To dismiss a claim under Mass.R.Civ.P. 12(b)(5), a court must find that the plaintiff failed to act with due diligence, that the omission resulted in delay of service of process and that the delay prejudiced the defendant. Ahern v. Warner, 16 Mass.App.Ct. 223, 224 (1983). Thus, Rule 12(b)(5) requires the court to balance the plaintiffs lack of good faith against resulting [601]*601prejudice to the defendant. Brissette v. Crantz, 23 Mass.App.Ct. 213, 217 (1986).

2. Mass.R.Civ.P. 12(b)(6) (Insufficiency of Claim)

When evaluating the sufficiency of a complaint in the context of a Mass.R.Civ.P. 12(b)(6) motion, the court must accept as true the factual allegations of the complaint as well as any inferences in the plaintiffs favor that can be drawn therefrom. Eyal v. Helen Broadcasting Corp., 411 Mass. 426, 429 (1991); Ourfalian v. Aro Mfg. Co., 31 Mass.App.Ct. 294, 296 (1991) (All inferences should be drawn in the plaintiffs favor, and the complaint “is to be construed so as to do substantial justice . . .”). Plaintiffs complaint should not be dismissed for failure to state a claim “unless it appears beyond doubt that the plaintiff can prove no set of facts in support of his claim which would entitle him to relief.” Nader v. Citron, 372 Mass. 96, 98 (1977) (quoting Conley v. Gibson, 355 U.S. 41, 45-46 (1957). “A complaint is not subject to dismissal if it could support relief on any theory of law” (emphasis in original). Whitinsville Plaza, Inc. v. Kotseas, 378 Mass. 85, 89 (1979).

3. Mass.R.Civ.P. 12(b)(8) (Misnomer)

As there is no Massachusetts case law interpreting Mass.R.Civ.P. 12(b)(8), Massachusetts courts may employ the cognate federal interpretation. That interpretation favors appropriate amendments in the interests of justice. United States v. A.H. Fischer Lumber Co., 162 F.2d. 872 (4th Cir. 1947). The Massachusetts and Federal Rules of Civil Procedure allow for amendments of process, in the court’s discretion, provided that the amendment would not prejudice the rights of the party against whom the process is issued. Mass.R.Civ.P. 4(g); Fed. R. Civ. P. 4(h). Thus, if a misnomer is readily correctable by amendment, the fact of misnomer should not lead inexorably to dismissal.

Fischer held that because a suit at law is a serious matter, a defendant who is clearly identified by the complaint and the summons is properly before the court even if she has been improperly named.
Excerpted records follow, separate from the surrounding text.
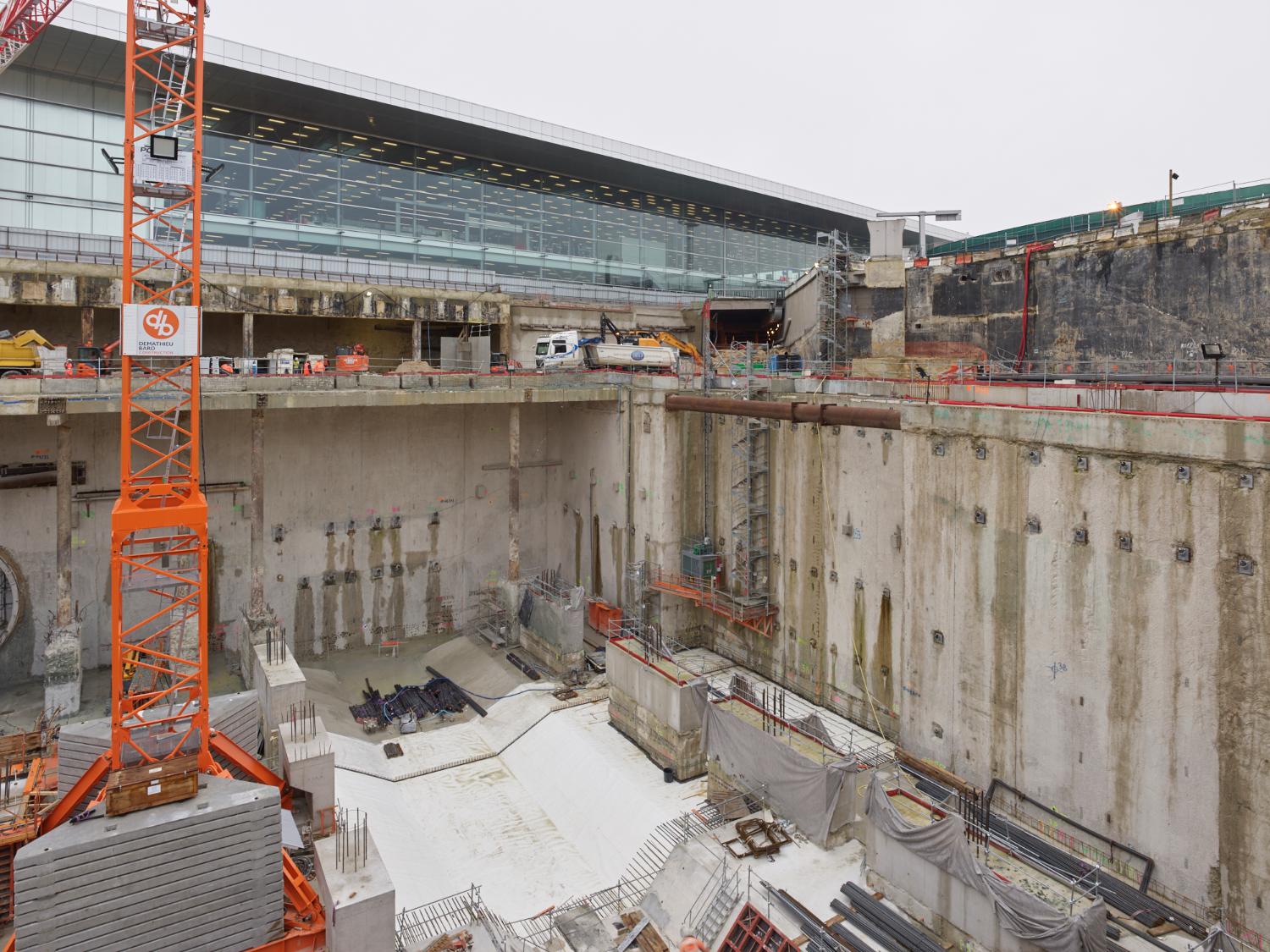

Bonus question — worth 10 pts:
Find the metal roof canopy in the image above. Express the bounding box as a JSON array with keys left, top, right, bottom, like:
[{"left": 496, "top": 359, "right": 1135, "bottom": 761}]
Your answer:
[{"left": 15, "top": 0, "right": 963, "bottom": 250}]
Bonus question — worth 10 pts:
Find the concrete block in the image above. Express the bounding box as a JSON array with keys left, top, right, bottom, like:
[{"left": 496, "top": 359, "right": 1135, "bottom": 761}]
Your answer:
[
  {"left": 865, "top": 258, "right": 904, "bottom": 289},
  {"left": 353, "top": 373, "right": 401, "bottom": 390},
  {"left": 40, "top": 377, "right": 97, "bottom": 396},
  {"left": 251, "top": 375, "right": 335, "bottom": 393},
  {"left": 314, "top": 834, "right": 396, "bottom": 952},
  {"left": 14, "top": 777, "right": 282, "bottom": 952},
  {"left": 279, "top": 718, "right": 335, "bottom": 814},
  {"left": 198, "top": 373, "right": 247, "bottom": 393},
  {"left": 251, "top": 645, "right": 305, "bottom": 731},
  {"left": 401, "top": 373, "right": 437, "bottom": 390},
  {"left": 45, "top": 622, "right": 84, "bottom": 718}
]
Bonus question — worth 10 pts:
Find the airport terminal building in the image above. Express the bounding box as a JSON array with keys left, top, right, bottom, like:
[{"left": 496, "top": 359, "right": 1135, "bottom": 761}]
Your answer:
[{"left": 0, "top": 3, "right": 957, "bottom": 296}]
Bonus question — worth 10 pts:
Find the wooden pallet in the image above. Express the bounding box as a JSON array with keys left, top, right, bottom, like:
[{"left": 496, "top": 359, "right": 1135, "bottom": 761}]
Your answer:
[
  {"left": 106, "top": 754, "right": 198, "bottom": 817},
  {"left": 617, "top": 913, "right": 671, "bottom": 952}
]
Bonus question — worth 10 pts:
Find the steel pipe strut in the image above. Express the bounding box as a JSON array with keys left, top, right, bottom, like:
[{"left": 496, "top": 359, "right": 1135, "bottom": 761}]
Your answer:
[{"left": 665, "top": 393, "right": 899, "bottom": 431}]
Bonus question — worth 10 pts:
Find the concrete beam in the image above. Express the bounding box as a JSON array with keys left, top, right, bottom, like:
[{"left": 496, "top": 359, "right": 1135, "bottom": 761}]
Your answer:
[{"left": 0, "top": 376, "right": 622, "bottom": 416}]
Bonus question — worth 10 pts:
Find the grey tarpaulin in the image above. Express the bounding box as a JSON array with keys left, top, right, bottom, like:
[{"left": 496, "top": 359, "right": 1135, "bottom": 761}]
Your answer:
[
  {"left": 1195, "top": 926, "right": 1240, "bottom": 952},
  {"left": 865, "top": 773, "right": 1107, "bottom": 952},
  {"left": 701, "top": 695, "right": 856, "bottom": 847}
]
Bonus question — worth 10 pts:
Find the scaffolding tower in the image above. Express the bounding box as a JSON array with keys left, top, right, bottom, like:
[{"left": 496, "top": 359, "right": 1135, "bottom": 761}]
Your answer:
[
  {"left": 732, "top": 340, "right": 770, "bottom": 607},
  {"left": 814, "top": 231, "right": 851, "bottom": 375}
]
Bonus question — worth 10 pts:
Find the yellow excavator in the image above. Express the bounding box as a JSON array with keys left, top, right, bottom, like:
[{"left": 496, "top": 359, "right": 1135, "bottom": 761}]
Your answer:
[
  {"left": 638, "top": 330, "right": 703, "bottom": 367},
  {"left": 0, "top": 330, "right": 53, "bottom": 377}
]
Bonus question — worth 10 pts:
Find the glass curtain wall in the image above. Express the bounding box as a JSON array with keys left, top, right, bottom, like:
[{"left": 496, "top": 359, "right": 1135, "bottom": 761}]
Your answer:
[{"left": 0, "top": 70, "right": 815, "bottom": 294}]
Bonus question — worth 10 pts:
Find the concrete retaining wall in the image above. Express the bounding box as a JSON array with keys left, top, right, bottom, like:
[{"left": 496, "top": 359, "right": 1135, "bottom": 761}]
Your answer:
[
  {"left": 902, "top": 406, "right": 1270, "bottom": 929},
  {"left": 605, "top": 644, "right": 706, "bottom": 781}
]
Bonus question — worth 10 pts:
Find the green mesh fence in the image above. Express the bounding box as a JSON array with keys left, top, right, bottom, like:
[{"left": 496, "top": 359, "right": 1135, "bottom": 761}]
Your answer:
[{"left": 929, "top": 179, "right": 1270, "bottom": 256}]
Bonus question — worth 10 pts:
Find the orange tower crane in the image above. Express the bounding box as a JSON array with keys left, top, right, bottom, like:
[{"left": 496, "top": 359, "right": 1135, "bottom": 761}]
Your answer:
[{"left": 0, "top": 0, "right": 325, "bottom": 952}]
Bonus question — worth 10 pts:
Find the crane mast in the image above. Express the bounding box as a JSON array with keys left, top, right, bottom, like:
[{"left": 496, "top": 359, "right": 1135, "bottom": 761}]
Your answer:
[{"left": 111, "top": 0, "right": 216, "bottom": 771}]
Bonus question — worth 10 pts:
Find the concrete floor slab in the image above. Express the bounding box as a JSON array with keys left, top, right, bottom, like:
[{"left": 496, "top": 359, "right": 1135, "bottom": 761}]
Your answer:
[{"left": 335, "top": 702, "right": 701, "bottom": 919}]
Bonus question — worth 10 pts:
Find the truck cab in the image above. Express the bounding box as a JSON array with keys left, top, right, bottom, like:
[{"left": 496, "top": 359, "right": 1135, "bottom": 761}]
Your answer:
[{"left": 533, "top": 330, "right": 583, "bottom": 371}]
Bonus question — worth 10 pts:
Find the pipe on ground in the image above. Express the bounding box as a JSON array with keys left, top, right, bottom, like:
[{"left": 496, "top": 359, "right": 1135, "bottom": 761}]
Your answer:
[{"left": 665, "top": 393, "right": 899, "bottom": 431}]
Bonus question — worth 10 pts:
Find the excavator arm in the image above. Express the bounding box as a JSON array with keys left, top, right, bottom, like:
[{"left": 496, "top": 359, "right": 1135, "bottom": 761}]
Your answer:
[
  {"left": 655, "top": 330, "right": 704, "bottom": 367},
  {"left": 9, "top": 330, "right": 52, "bottom": 348}
]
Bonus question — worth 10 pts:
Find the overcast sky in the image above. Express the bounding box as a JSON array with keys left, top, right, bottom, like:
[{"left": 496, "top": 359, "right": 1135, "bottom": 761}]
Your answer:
[{"left": 97, "top": 0, "right": 1270, "bottom": 233}]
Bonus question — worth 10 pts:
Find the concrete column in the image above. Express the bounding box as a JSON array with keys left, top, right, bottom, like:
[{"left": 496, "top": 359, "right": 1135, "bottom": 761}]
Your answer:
[
  {"left": 507, "top": 404, "right": 521, "bottom": 581},
  {"left": 58, "top": 424, "right": 72, "bottom": 627},
  {"left": 251, "top": 404, "right": 264, "bottom": 619},
  {"left": 45, "top": 414, "right": 84, "bottom": 718}
]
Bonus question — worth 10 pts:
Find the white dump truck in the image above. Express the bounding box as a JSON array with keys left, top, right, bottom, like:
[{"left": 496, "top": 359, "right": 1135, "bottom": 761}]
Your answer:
[
  {"left": 533, "top": 330, "right": 680, "bottom": 371},
  {"left": 533, "top": 315, "right": 680, "bottom": 371}
]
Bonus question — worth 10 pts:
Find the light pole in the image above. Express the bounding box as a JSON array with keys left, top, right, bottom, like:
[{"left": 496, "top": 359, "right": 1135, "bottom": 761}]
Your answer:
[{"left": 878, "top": 208, "right": 962, "bottom": 258}]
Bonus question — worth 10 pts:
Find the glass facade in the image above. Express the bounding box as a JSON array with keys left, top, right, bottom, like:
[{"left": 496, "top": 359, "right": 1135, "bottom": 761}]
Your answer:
[{"left": 0, "top": 69, "right": 815, "bottom": 294}]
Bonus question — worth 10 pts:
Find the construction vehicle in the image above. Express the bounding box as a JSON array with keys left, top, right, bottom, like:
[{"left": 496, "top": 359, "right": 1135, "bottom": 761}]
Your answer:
[
  {"left": 533, "top": 314, "right": 678, "bottom": 372},
  {"left": 639, "top": 330, "right": 705, "bottom": 367},
  {"left": 0, "top": 330, "right": 58, "bottom": 377},
  {"left": 335, "top": 344, "right": 371, "bottom": 373},
  {"left": 489, "top": 350, "right": 523, "bottom": 375},
  {"left": 66, "top": 340, "right": 119, "bottom": 377}
]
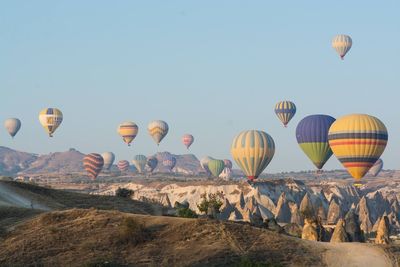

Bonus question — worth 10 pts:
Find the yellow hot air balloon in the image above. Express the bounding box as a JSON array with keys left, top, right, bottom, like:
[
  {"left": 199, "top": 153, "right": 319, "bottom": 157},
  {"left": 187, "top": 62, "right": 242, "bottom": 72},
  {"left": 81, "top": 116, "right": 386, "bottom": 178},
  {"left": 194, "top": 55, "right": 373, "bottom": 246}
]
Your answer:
[
  {"left": 147, "top": 120, "right": 169, "bottom": 145},
  {"left": 39, "top": 108, "right": 63, "bottom": 137},
  {"left": 231, "top": 130, "right": 275, "bottom": 180},
  {"left": 117, "top": 121, "right": 139, "bottom": 146},
  {"left": 328, "top": 114, "right": 388, "bottom": 180}
]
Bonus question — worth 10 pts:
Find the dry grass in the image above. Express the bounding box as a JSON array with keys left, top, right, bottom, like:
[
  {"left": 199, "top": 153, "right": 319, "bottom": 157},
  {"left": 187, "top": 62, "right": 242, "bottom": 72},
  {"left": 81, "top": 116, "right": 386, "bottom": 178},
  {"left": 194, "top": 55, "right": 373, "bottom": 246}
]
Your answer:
[{"left": 0, "top": 209, "right": 321, "bottom": 266}]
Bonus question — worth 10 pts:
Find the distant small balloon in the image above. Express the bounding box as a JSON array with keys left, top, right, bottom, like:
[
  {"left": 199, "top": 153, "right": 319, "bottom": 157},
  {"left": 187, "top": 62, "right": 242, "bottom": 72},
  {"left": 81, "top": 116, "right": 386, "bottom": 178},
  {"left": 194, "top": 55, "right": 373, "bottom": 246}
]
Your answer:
[
  {"left": 182, "top": 134, "right": 194, "bottom": 149},
  {"left": 4, "top": 118, "right": 21, "bottom": 138}
]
Fischer, supra at 874. Therefore, a Rule 12(b)(8) motion to dismiss ought not to cause the complaint to expire if the misnamed defendant is easily identified notwithstanding the formal misdescription. See Taliferro v. Costello, 467 F.Supp. 33, 35 (E.D. Pa. 1979).

B. The Service and Misnomer Argument (Counts VII through X)

The Bishop and the Diocese argue that the Bishop was improperly named and improperly served as a defendant because Yerrick did not identify the individual holding the title of Bishop. The Defendants claim that process could not be properly served because the Bishop was not individually named. The argument is not persuasive.

Massachusetts courts recognize “notice pleading.” Ciccone v. Smith, 3 Mass.App.Ct. 733 (1975) (complaint sufficient if it gives fair notice of the claims of the parties and contains a short, plain statement of the claim showing the pleader is entitled to relief). Moreover, leave of court to amend a pleading is to be given freely when justice so requires. Mass.R.Civ.P. 15(a). Amendments of process are also readily permitted. Mass.R.Civ.P. 4(g).

In the present case, as there is only one Bishop of the Worcester Diocese at any point in time, Yerrick’s complaint contains sufficient information to give the Bishop notice of the claims against him. See Ciccone, supra.